For fall, creative director Kim Bekker decided to keep things simple. “We really wanted to make a study of simplicity and look at straightforward archetypes,” she explained during a preview at Isabel Marant showroom in Paris.
Bekker began, logically enough, by listening to her instinct as well as to colleagues on the shop floor near and far. “When you look at the women’s collection, we’ve always had a variety of women who want to wear the clothes, so it seemed obvious that we should think globally about different types of guys, not just one kind of man,” she said.
What Bekker and her team came up with—a certain attitude toward dressing by way of the ’90s, styled here in the vein of Brad Pitt’s breakout role in Thelma Louise— took them back to the basics: the perfect white t-shirt, the right denims, a silhouette-defining chore jacket.

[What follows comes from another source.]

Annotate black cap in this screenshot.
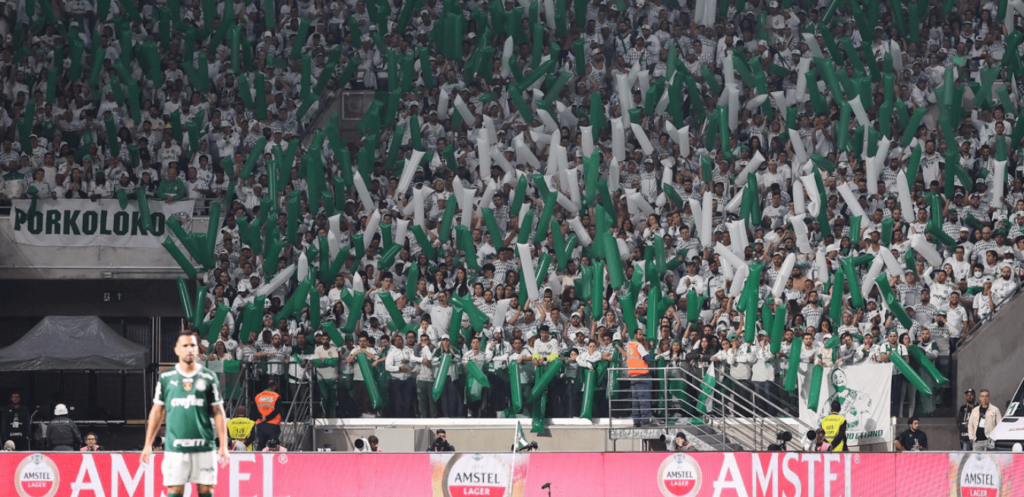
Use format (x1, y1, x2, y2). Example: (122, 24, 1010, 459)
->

The fall lineup neatly checked all of fall’s major trends, with an accent on desert hues: key pieces include a patched jacket with leather accents, plaids—a mahogany-hued hoodie, a color-blocked button-down, a jean jacket style in Japanese check—and a new cut of trousers, smartly tailored in cream or hickory stripe Oshkosh, that walks the line between formal and casual. Embroideries—a Marant signature—were minimal, cropping up in naive marigold stitching along the seams of medium-wash jeans, or more showily as a desert scene on the back of a midnight blue souvenir jacket emblazoned with “On the Road.”